We’re covering one of the most underrated variations that’ll totally torch your shoulders: the pike push-up. Whether you’re looking to improve shoulder strength and stability, target your core with more intensity, or get prepped for learning how to do a handstand, this is the move.
Kate Meier, NASM-CPT, USAW-L1, CF-L1, and GGR director of content, covers how to do pike push-ups, benefits, alternatives, and more. Learn how to push your bodyweight training to the next level below!
How To Do a Pike Push-Up
Pike push-ups are effective, but they’re certainly not easy. The positioning feels awkward to many, especially those prone to dizziness, and requires a solid foundation to maintain control. So, don’t rush these if they’re new to you.
Take your time, check in with your form frequently, and, when in doubt, consider working with a certified personal trainer or other qualified fitness professional.
How to do it:
- Start from a high plank position with your hands shoulder-width apart.
- Lift your hips up and back to form an upside down V with your body.
- Bend your elbows to lower your upper body forward and down toward the floor.
- Continue until your elbows are fully bent.

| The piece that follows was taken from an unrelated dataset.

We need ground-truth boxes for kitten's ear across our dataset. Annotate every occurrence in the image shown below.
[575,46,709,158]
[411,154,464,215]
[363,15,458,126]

- Pause, then extend your elbows to return to the starting position.
- Repeat for reps.
Modifications
- Dial it back: Regular push-ups should help you build general upper-body strength that’ll translate to an easier time with pike push-ups. Taking a beginner’s yoga class may help as well, as poses like downward-facing dog can strengthen your wrists and shoulders immensely.
- Make it harder: Placing your feet on a plyometric box, piece of furniture, or even a suspension trainer helps you make your positioning more vertical, which increases the challenge and activation. Progressing to handstand push-ups will also elevate your difficulty level.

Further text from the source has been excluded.